Appendix G Ablation Study of Distillation for Object Detection

Comparison of different ways to distill feature level information. Most previous detection KD methods aim to better distill teacher’s feature level information. We compare the mask based methods with the adopted proposal feature distillation in Table 11 and found that the latter results in the most performance gain, while being the simplest to implement.

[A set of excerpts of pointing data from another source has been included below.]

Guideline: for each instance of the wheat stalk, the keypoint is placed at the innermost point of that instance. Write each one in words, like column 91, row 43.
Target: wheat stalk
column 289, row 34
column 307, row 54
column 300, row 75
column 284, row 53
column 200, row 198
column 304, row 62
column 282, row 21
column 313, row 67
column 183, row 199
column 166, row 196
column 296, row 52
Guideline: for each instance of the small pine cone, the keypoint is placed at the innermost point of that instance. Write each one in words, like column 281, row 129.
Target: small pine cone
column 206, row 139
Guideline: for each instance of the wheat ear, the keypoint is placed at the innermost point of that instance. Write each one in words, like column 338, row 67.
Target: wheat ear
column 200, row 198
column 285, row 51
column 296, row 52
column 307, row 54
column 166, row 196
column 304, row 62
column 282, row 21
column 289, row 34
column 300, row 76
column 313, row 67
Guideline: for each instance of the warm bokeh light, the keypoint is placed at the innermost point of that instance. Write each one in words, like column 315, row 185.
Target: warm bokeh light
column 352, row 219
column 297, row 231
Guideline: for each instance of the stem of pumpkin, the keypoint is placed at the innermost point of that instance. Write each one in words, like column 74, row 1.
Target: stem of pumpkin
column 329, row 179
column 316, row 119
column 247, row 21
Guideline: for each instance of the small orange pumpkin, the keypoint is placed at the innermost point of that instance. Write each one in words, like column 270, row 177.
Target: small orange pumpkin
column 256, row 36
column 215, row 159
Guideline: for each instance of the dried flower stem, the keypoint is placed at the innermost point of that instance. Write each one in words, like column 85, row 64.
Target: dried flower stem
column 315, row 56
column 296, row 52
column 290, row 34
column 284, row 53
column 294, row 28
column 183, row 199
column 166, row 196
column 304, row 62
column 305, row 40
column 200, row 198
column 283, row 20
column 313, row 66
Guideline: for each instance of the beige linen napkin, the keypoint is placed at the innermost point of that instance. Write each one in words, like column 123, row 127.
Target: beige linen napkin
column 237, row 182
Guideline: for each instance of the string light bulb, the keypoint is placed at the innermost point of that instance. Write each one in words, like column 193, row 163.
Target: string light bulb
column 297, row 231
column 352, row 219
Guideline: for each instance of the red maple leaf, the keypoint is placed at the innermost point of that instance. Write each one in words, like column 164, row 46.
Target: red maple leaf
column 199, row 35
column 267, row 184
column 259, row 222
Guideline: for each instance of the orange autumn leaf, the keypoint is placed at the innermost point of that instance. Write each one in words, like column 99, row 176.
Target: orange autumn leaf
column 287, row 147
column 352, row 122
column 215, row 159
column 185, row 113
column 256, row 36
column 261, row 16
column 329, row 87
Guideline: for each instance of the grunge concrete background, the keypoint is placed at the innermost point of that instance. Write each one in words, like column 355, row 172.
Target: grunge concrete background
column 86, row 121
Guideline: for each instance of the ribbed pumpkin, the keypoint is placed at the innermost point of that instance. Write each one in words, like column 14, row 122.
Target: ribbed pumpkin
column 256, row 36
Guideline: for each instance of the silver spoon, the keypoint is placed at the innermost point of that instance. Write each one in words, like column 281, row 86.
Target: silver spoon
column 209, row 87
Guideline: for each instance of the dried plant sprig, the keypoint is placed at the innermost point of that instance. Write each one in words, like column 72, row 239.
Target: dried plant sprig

Analysis of each component in our KD framework. The ablation study of each component is shown in Table 12. Our experiments demonstrate that both feature level and prediction level distillation bring considerable improvement. We can also see that our proposed class-aware localization loss brings noticeable improvement relative to the original approach which directly distill the localization outputs. The student is R18-FPN and trained under 1x schedule, while the teacher is trained under 2x+ms schedule.

Appendix H Ablation Study of Pruning for Object Detection

We analyze the effect of the regularization term as well as the pattern of all BNs’ weights in the detector’s backbone in Figure 11. As shown in the graph, more BN’s channel weights are close to 0 after the regularization is enforced. In addition, BN’s weights in the third projection mapping are smaller, thus causing the third stage to be pruned the most. This also indicates that the third stage contains the most redundancy.